気を取り直して立坂弥生墳丘墓を探しに行く。地図の上では公園から100Mと離れていない鉄加工工場のある辺りではある。工員に「弥生の墓の場所は知りませんか」と聞いてみる。全然知らない。よっぽど目立つものでない限り、たいていの住民は家の近くに遺跡が在ることを知らない。みんな古墳とは山のように大きいと思っている。しかしちょっとした盛り上がりがほとんどの古墳であるし、弥生の墓なんて盛り上がりさえないものが多い。わたしは地図で見当をつけて小山に登ってみる。墓になっている。いつの時代か知らないが巨大な仏塔もある。しかも、地蔵巡りの場所なのか十一番かそれ以降のお地蔵さんが2塔あった。ここが『聖なる場所』であることは明らかだ。ここに違いない。しかし、墳丘墓らしきものは見当たらなかった。調査は終えているはずなので、立て看ぐらい立ててくれれば良いものを。しかし、ぐるっと廻ってみて思いつく。この小山の中心を県道が通っている。この遺跡はもしかしたら道を作る時に発見されたものなのかもしない。そうだとするともう跡形も残ってはいない。しかし、ここが6Cの製鉄工場地帯だったとすると、それより300年も前に栄えていたこの場所というものはどういう意味があったのだろうか。この弥生遺跡はそれだけの謎をもって存在していたことになる。残念だ。
そのあと「ガイド」にある一倉遺跡、長砂2号墳も探してみたが、分からなかった。けれども新本川をはさんで弥生から奈良時代にかけて、ここがひとつの日本の先進地域だったという感触を持ちながら今日の『調査』は終えたのでした。
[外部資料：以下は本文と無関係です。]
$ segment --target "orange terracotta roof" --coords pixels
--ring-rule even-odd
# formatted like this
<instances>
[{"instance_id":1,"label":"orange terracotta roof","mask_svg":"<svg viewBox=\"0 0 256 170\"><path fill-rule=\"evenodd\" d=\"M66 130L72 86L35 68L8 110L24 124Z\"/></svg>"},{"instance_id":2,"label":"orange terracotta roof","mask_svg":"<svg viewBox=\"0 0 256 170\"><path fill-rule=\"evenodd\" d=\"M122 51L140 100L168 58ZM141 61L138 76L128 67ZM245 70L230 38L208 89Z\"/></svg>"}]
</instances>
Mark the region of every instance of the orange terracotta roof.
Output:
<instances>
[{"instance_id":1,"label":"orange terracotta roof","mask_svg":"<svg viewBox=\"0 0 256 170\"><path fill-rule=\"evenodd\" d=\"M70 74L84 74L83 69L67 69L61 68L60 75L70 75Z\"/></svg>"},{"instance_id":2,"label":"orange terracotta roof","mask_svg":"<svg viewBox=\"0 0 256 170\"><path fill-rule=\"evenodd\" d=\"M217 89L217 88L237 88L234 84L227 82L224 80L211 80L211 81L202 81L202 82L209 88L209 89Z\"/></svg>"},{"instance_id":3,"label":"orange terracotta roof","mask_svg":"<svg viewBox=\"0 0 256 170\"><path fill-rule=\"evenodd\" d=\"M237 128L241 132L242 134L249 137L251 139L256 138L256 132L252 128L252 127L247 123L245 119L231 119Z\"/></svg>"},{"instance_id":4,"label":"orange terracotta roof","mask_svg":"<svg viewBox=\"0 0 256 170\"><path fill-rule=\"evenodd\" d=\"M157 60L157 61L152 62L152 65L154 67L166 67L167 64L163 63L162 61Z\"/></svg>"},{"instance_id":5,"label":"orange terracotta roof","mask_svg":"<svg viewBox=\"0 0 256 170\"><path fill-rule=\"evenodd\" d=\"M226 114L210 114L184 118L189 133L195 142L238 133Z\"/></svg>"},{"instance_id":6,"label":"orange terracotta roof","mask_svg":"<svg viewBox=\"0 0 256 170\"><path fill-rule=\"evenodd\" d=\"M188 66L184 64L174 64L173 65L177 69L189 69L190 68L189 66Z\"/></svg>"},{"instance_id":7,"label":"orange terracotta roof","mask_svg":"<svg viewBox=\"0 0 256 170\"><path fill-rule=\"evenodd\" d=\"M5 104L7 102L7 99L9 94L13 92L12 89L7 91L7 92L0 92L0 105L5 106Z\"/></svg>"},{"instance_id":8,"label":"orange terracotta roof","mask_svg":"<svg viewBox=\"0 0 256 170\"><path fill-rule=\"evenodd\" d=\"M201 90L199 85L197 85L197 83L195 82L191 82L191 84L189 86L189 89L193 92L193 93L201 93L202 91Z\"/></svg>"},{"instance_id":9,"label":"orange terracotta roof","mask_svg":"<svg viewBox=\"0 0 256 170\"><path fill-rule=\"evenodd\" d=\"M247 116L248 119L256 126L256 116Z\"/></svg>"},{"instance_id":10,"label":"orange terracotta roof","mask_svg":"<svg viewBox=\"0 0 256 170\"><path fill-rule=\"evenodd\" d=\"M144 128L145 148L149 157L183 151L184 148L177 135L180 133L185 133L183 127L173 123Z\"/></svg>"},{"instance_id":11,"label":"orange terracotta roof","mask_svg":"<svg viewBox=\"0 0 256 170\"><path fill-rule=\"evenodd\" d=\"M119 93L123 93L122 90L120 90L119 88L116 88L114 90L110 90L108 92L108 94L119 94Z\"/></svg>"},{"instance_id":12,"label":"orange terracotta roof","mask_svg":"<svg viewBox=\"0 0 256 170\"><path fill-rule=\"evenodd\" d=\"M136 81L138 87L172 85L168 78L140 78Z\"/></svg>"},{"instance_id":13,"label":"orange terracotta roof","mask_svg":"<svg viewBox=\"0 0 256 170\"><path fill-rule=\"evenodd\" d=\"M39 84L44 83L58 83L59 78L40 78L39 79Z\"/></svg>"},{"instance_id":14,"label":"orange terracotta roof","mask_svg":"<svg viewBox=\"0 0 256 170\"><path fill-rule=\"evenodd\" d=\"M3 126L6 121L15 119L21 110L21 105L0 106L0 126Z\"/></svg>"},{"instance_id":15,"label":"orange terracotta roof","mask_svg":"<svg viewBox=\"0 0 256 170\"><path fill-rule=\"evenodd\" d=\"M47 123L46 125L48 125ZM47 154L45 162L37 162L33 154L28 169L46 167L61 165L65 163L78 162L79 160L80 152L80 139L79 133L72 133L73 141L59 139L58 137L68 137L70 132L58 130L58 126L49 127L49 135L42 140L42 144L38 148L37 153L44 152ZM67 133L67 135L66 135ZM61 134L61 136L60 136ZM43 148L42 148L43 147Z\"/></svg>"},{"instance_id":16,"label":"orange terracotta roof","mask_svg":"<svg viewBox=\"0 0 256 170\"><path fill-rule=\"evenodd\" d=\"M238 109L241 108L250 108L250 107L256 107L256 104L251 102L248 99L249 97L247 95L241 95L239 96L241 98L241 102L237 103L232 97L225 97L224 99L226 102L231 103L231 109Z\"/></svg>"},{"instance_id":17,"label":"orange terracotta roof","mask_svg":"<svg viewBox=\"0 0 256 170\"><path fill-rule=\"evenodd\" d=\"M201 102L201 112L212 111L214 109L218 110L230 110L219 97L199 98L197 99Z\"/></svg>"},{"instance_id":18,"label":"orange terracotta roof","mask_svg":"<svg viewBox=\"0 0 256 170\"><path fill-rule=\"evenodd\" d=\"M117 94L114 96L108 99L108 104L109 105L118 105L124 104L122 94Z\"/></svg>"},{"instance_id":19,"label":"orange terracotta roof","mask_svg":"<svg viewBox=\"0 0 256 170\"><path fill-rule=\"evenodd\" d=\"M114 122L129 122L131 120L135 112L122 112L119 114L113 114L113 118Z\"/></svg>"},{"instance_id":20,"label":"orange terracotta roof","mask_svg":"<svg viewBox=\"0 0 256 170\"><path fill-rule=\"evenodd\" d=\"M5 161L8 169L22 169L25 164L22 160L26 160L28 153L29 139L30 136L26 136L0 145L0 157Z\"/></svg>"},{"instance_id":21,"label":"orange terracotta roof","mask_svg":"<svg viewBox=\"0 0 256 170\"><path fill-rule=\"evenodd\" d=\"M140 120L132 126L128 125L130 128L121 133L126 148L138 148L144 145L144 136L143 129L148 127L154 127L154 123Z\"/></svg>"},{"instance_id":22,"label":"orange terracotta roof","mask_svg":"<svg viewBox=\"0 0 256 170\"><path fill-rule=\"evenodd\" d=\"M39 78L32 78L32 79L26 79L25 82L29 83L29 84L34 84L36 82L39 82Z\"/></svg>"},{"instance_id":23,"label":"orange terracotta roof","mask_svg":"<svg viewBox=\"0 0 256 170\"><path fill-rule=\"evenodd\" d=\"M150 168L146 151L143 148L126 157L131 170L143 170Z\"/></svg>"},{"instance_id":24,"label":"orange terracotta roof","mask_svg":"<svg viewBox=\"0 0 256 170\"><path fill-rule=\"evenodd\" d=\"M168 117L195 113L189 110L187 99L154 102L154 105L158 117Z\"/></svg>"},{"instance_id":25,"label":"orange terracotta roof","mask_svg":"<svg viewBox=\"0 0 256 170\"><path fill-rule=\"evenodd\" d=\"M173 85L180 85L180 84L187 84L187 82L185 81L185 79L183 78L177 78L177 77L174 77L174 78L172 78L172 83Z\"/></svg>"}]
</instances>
さて、製鉄遺跡年代を6C〜7Cと書いた。説明板にそう書いていたからだが、後日気になったので調べてみた。2003年11月28日発行の「たたら製鉄」(吉備人出版光永真一著)によると出土土器から7C〜8Cと書いていた。明らかにこちらが最新情報なので、こちらを信用したい。よって時代は奈良時代。吉備が大和政権に組込まれた後の操業開始だ。しかし規模は今の所吉備最大。重要性は変わらない。今、最古はやはり鬼の城麓の千引カナクロ谷遺跡(6C前半)らしい。 この本は製鉄遺跡の本としては分かりやすいが、私はあの復元遺跡をみてやっと古代の製鉄のイメージがつくれた。今日の一番上の写真にあるように製鉄炉とはこんなにも小さいのである。この下の写真は炭窯である。